Howe: Those gigs are not necessarily that demanding, but fairly easy. But at the same time, there’s a lot of memory issues that have to go into things, with a lot of patches and presets and sounds you have to remember and how to get to. That’s the preparation mostly, so it’s learning the songs which is not that difficult, but it’s like – ok, in the verse I have to switch to patch 48 on my DigiTech whatever and then kick the chorus pedal on for the pre-chorus. It’s always these things. Also guitar switching, open tuning, de-tuning, acoustic. The things to prepare are more about memorization than execution. The biggest challenge in preparing for those gigs is making sure you can be awake in time for the bus to leave. A lot of the times it leaves at 7.30 in the morning and you’ve been out partying all night until 4.30. It’s important to be disciplined and responsible enough to regardless what happens, you can be where you’re supposed to be when they say. That’s the most important thing. Self-discipline.
You also have a website in the making, on-line video lessons?
Howe:  Yes, the GH Workshop. This is a thing I think is cool. I wanna say it’s a lesson site, but it’s actually gonna be a lot more than that. We’re really gonna explore, and talk about and deliver information that has to do with a lot of other aspects of being a musician and an artist, not just how to play licks. But how to interact with band members and how to become inspired for writing songs and how to structure songs, how to come up with writing, how to build melodies, how to find a record deal, how to get into line of being a session player, how to mike a cabinet, how you use recording software, how to build racks and put effects together and of course we’ll do licks. There are a lot of things we’ll be getting into. We’ll have some cool shred things, too, but I feel in the instructional world, even in school, there’s a big void in the industry when it comes to delivering this type of street oriented information. This is really where people learn. Every time I talk to a, say engineer, in a studio and I ask him how he got into this line of work, they never say it’s because they went to school. It’s always they started off being the errand guy that went and got coffee for everyone, sweeping floors and one day someone asks them to clean the heads on the tape machine and the next thing, three years later someone ask them to be the assistant. It’s about making connections, relationships, obviously having skills, but it’s only part of it. I will have other great people doing things on the site, like Carl Verheyen, Richie Kotzen may be on it, and other people.

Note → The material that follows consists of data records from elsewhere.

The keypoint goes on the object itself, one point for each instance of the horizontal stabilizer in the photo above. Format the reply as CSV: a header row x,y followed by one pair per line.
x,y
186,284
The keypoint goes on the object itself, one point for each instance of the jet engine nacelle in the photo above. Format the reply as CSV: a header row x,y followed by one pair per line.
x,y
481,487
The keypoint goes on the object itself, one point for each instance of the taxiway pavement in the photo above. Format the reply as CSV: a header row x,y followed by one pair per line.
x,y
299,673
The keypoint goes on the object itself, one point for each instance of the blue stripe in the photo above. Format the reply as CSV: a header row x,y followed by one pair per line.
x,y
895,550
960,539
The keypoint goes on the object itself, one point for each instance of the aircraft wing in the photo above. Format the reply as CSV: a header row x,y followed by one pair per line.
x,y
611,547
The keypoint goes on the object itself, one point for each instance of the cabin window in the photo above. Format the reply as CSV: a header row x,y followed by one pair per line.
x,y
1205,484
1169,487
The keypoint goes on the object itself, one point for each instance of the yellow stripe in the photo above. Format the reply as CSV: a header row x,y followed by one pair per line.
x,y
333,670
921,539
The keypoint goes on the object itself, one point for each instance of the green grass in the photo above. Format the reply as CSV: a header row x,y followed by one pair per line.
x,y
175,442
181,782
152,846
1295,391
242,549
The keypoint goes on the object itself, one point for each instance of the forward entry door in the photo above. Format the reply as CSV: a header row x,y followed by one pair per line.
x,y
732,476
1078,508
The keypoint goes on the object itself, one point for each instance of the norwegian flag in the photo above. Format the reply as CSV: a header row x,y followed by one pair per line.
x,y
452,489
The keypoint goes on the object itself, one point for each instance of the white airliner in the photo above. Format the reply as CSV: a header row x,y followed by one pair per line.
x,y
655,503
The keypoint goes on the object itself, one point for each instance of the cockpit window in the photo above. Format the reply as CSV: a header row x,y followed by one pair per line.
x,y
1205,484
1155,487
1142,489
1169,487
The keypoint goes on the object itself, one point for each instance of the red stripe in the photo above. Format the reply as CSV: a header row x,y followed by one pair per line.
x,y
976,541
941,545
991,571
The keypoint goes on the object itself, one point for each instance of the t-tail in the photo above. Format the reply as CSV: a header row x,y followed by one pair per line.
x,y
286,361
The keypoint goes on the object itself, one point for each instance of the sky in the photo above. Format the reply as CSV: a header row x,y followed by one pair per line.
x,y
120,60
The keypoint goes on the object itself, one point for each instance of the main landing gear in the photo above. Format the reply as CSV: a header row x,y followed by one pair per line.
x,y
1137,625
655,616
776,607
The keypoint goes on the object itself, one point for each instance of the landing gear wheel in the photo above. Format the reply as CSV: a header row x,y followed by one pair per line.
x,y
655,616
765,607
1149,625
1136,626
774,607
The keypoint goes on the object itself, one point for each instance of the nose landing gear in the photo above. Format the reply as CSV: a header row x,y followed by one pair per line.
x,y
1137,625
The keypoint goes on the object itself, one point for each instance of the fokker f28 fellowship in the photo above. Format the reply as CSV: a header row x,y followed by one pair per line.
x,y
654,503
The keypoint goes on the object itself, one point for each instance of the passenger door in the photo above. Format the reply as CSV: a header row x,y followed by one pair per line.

Finally, the connoisseur things on the new CD, was that guy for real?
Howe:  Haha, no, it was a friend of ours by the name Dale Fisher. We wanted it to sound like a real guy so we worked hard on making sure that it would. We had to have him call and actually the message that he left was about 12-15 minutes long so I had to edit it down. There was a lot of information and I may release the other parts on the website. I have received actual phone calls that have been similar to that.